Your bot needs that same specificity. Not “friendly,” but: what does friendly sound like when a user asks a question your bot genuinely can’t answer? Not “concise,” but: how short is too short before it feels dismissive?
The Octopus Problem in Bot Design
Here’s where the octopus comes in. According to the Sentinel Colorado review, the octopus in this film functions as more than a quirky plot device — it carries narrative weight. It’s an unexpected element that, handled poorly, would sink the whole story. Handled well, it becomes the thing people remember.
Every bot has an octopus. It’s the weird edge case, the unexpected user input, the moment where your carefully designed flow hits something it wasn’t built for. Most bot builders treat that moment as a failure state. A fallback. An apology message and a redirect.
The better move is to treat it as a feature. Design your bot to handle the unexpected with the same intentionality you bring to the happy path. What does your bot do when someone goes off-script? Does it panic, or does it lean in?

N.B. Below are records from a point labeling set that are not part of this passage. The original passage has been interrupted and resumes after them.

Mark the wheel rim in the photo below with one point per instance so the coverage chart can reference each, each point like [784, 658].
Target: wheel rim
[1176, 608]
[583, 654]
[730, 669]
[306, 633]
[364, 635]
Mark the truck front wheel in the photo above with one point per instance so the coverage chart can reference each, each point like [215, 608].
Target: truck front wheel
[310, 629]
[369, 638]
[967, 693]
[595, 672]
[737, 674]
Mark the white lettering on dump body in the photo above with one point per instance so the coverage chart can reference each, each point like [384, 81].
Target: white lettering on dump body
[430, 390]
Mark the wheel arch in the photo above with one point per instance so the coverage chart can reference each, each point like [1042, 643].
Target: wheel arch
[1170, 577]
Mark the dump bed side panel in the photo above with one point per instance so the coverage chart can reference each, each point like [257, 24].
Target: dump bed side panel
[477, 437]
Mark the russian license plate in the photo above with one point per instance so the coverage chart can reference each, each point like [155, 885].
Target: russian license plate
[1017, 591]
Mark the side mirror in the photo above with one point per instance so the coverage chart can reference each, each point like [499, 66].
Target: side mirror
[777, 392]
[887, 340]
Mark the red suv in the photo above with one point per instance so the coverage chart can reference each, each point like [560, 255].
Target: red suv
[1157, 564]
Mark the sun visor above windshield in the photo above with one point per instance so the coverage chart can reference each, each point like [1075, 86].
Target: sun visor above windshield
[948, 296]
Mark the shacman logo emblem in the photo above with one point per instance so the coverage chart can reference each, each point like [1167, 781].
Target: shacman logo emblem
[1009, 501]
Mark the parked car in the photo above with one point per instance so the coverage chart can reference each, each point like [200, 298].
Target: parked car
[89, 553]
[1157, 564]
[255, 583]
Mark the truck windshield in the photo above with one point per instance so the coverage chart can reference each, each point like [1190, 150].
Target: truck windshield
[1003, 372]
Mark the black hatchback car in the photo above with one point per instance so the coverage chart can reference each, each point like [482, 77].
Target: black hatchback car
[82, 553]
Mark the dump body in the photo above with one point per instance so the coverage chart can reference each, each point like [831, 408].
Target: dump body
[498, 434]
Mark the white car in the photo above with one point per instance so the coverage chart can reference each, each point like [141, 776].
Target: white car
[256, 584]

What Netflix Knows That Bot Teams Often Miss
Netflix surfaces Remarkably Bright Creatures as one of the top three films to watch this weekend, according to ScreenRant. That’s not an accident. Netflix’s recommendation system is doing exactly what a well-tuned bot should do — reading context, understanding the user’s current state, and surfacing something that fits the moment rather than just the query.
Most bots are built to answer questions. The best bots are built to read situations. There’s a real difference between those two things, and it shows up fast in user retention data.
The Practical Takeaway
You don’t need to watch Remarkably Bright Creatures to build better bots. But if you do watch it this weekend, pay attention to how Pullman and Field establish presence in their scenes. Notice how the film handles its stranger elements without apologizing for them. Think about what it means to write a character so specifically that only one person could play her.
Then go back to your bot’s system prompt and ask yourself: is this a persona, or is it just a list of adjectives?
That gap is where most bots lose users. Closing it is the actual work.